Entretanto, Wallace não explica por que, considerando a abundância de trabalhos anti-semitas europeus, particularmente alemães, o autor de Mein Kampf era fascinado pela obra estadunidense. Por que ele decorou seu escritório com o retrato de Henry Ford, ao invés de decorá-lo com o de Paul Lagarde, Moeller van der Bruck e muitos outros ilustres ideólogos anti-semitas alemães? Além do prestígio associado ao nome do industrial, parece que três razões podem explicar esse interesse pelo The International Jew: a modernidade do argumento, seu vocabulário “biológico”, “médico” e “higienista”; seu caráter de síntese sistemática, articulando, em um discurso grandioso, coerente e global, o conjunto das diatribes anti-semitas do pós-I Guerra; e sua perspectiva internacional planetária, mundial.
Wallace mostra, baseado em documentos, que Hitler não foi o único dos dirigentes nazistas a sofrer a influência do livro editado em Dearborn.

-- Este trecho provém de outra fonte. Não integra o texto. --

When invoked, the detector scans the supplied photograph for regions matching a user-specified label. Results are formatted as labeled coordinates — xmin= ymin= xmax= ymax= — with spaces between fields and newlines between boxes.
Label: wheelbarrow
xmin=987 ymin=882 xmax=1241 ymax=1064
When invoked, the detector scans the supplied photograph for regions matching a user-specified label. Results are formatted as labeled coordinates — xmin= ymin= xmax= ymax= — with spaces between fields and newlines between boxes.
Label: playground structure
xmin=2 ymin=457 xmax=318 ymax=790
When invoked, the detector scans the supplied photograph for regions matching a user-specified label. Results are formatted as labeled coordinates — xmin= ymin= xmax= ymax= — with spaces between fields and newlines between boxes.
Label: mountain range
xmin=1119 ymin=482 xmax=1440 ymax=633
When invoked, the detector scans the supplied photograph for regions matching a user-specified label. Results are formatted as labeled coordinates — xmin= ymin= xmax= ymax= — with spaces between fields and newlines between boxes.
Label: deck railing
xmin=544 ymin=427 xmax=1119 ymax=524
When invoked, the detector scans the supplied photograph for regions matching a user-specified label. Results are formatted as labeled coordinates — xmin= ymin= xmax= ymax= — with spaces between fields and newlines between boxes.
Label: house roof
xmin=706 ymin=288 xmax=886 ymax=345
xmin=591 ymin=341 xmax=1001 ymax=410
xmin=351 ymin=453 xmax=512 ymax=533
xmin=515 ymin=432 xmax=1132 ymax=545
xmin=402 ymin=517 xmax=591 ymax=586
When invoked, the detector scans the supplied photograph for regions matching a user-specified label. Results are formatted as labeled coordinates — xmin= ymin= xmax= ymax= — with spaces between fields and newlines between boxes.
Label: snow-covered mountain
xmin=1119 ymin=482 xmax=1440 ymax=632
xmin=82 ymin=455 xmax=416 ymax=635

Baldur von Schirach, líder da Hitlerjugend [7] e, mais tarde, gauleiter [8] de Viena, declarou, durante o processo de Nuremberg, em 1946: “O livro anti-semita decisivo que li naquela época, e o livro que influenciou meus colegas foi o de Henry Ford, O Judeu Internacional. Eu o li e me tornei anti-semita”. Joseph Goebbels e Alfred Rosenberg figuram, igualmente, entre os dirigentes que mencionaram tal obra entre as referências importantes da ideologia do Partido Nacional-socialista Alemão (NSDAP) [9].
Indagações incômodas sobra a relação entre Ocidente, Modernizade e Terceiro Reich
Em julho de 1927, ameaçado de um processo de difamação e preocupado com a queda das vendas dos seus automóveis, Ford retratou-se devidamente. Em um comunicado da imprensa, afirmou, sem corar, que “não tinha sido informado” sobre o conteúdo dos artigos anti-semitas publicados no Dearborn Independent, e pedia aos judeus “perdão pelo mal involuntariamente causado” pelo panfleto The International Jew [10]. Considerado pouco sincera por uma boa parte da imprensa norte-americana, a declaração, entretanto, permitiu a Ford eximir-se da responsabilidade penal. Ela não o impediu de continuar a apoiar, clandestinamente, uma série de atividades e de publicações de caráter anti-semita [11].
“Henry Ford, precursor do nazismo” foi amplamente ocultado nos Estados Unidos, em benefício do grande industrial, criador do automóvel fabricado em série e vendido a preços baixos. Era esse homem que o escritor inglês Aldous Huxley apresentava ironicamente, em sua distopia Admirável Mundo Novo (1932), como uma divindade moderna, com a oração dirigida ao “Our Ford” substituindo a antiga, dirigida ao “Our Lord” (”Nosso Senhor”).
O longo silêncio é compreensível. O “caso” Henry Ford levanta questões delicadas sobre o lugar do racismo na cultura norte-americana e sobre as relações entre nossa “civilização ocidental” e o Terceiro Reich, entre a modernidade e o mais delirante anti-semitismo, entre o progresso econômico e a regressão humana. Aliás, o termo “regressão” não é pertinente: um livro como The International Jew não poderia ter sido escrito anteriormente ao século 20, e o anti-semitismo nazista também é um fenômeno radicalmente novo. O dossiê Ford lança uma luz crua sobre as antinomias daquilo que Norbert Elias chamava de “o processo civilizatório”.